FCF Desak Penyelidikan Dipercepat
Federasi Sepak Bola Kolombia atau FCF mengutuk ancaman tersebut dan meminta kantor kejaksaan agung Kolombia bergerak lebih cepat. Tujuannya jelas, yakni mengidentifikasi orang-orang di balik ancaman pembunuhan yang dialamatkan kepada pemain tim nasional itu.
“Tidak ada atlet, atau anggota tim lainnya, yang layak menjadi sasaran intimidasi karena mewakili negara mereka di arena olahraga,” kata FCF dalam pernyataannya, dikutip dari Aljazeera.
Kolombia Gugur Lewat Adu Penalti
Perjalanan Kolombia di Piala Dunia 2026 berakhir setelah kalah adu penalti dari Swiss di babak 16 besar. Dalam laga tersebut, Campaz yang bermain untuk klub Argentina Rosario Central sempat gagal memanfaatkan peluang penting pada perpanjangan waktu ketika tendangannya melebar.
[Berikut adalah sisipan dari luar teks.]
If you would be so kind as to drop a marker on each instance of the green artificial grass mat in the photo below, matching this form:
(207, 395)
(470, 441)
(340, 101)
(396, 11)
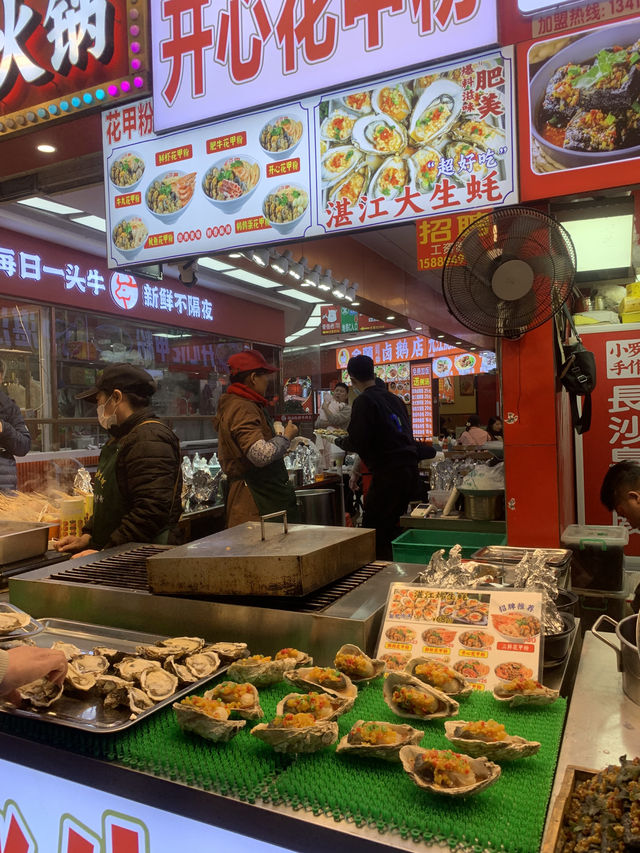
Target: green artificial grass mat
(367, 792)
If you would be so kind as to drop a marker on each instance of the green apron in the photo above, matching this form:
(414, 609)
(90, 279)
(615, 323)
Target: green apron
(108, 502)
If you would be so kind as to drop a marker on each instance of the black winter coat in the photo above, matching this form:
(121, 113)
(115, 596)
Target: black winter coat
(14, 441)
(149, 478)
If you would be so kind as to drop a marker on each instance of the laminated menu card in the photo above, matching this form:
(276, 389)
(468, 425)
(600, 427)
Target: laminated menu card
(489, 637)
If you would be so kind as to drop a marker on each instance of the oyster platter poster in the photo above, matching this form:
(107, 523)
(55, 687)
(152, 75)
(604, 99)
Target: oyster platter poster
(487, 637)
(437, 142)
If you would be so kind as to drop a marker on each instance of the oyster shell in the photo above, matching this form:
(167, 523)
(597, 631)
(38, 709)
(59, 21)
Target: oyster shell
(259, 670)
(379, 134)
(322, 706)
(42, 693)
(524, 691)
(506, 749)
(352, 661)
(390, 179)
(241, 700)
(324, 679)
(158, 684)
(436, 111)
(290, 734)
(393, 100)
(409, 697)
(337, 162)
(379, 740)
(208, 719)
(337, 126)
(474, 773)
(438, 675)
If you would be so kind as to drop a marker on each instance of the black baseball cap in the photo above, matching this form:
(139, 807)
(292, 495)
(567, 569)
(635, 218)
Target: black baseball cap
(125, 377)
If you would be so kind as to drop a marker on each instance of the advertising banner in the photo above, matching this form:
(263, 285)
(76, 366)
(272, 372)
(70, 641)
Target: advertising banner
(615, 423)
(219, 57)
(579, 111)
(488, 637)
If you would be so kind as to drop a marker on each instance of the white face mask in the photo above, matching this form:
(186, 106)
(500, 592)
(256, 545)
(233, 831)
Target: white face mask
(106, 421)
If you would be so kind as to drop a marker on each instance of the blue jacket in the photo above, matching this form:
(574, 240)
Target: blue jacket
(14, 441)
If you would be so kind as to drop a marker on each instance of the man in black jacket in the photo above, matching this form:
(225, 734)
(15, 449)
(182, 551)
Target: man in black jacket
(138, 484)
(380, 433)
(15, 439)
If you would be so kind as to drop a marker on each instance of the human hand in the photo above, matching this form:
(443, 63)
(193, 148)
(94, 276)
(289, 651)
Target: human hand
(73, 543)
(291, 430)
(28, 663)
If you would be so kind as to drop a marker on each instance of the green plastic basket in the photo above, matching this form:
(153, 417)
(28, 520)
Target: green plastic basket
(417, 546)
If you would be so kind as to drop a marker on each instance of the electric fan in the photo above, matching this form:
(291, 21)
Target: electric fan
(509, 271)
Situasi itu membuat namanya ikut disorot saat Kolombia gagal melangkah lebih jauh. Reaksi berlebihan di ruang digital lalu berkembang menjadi ancaman yang dinilai berbahaya oleh federasi.
| Fakta Kunci | Detail |
|---|---|
| Pemain | Jaminton Campaz |
| Tim | Tim nasional Kolombia |
| Hasil akhir | Kalah adu penalti dari Swiss di babak 16 besar Piala Dunia 2026 |
| Respons federasi | Mengutuk ancaman dan meminta penyelidikan dipercepat |
Pesan Campaz di Instagram
Di Instagram, Campaz membagikan foto dirinya menutupi wajah karena frustrasi. Ia lalu menulis pesan yang meminta publik tidak kehilangan rasa hormat meski sedang kecewa.
“Sepak bola juga terdiri dari momen-momen sulit,” tulisnya. “Kolombia-ku, tolong jangan pernah kehilangan rasa hormat. Kita mungkin berpikir berbeda atau merasa frustrasi dan sedih, tapi tidak ada hasrat yang bisa membenarkan kebencian atau hidup dalam ketakutan.”
Bayang-Bayang Sejarah Kelam
Ancaman ini juga mengingatkan publik pada tragedi yang pernah membayangi sepak bola Kolombia. Pada Piala Dunia 1994 di Amerika Serikat, bek Andres Escobar mencetak gol bunuh diri saat Kolombia kalah 2-1 dari tuan rumah.
Beberapa hari setelah tim tersingkir dan kembali ke rumah, Escobar dibunuh di Medellin. Karena itu, ancaman terhadap Campaz tidak sekadar menunjukkan kemarahan sesaat, tetapi juga membangkitkan kembali luka lama dalam sejarah sepak bola Kolombia.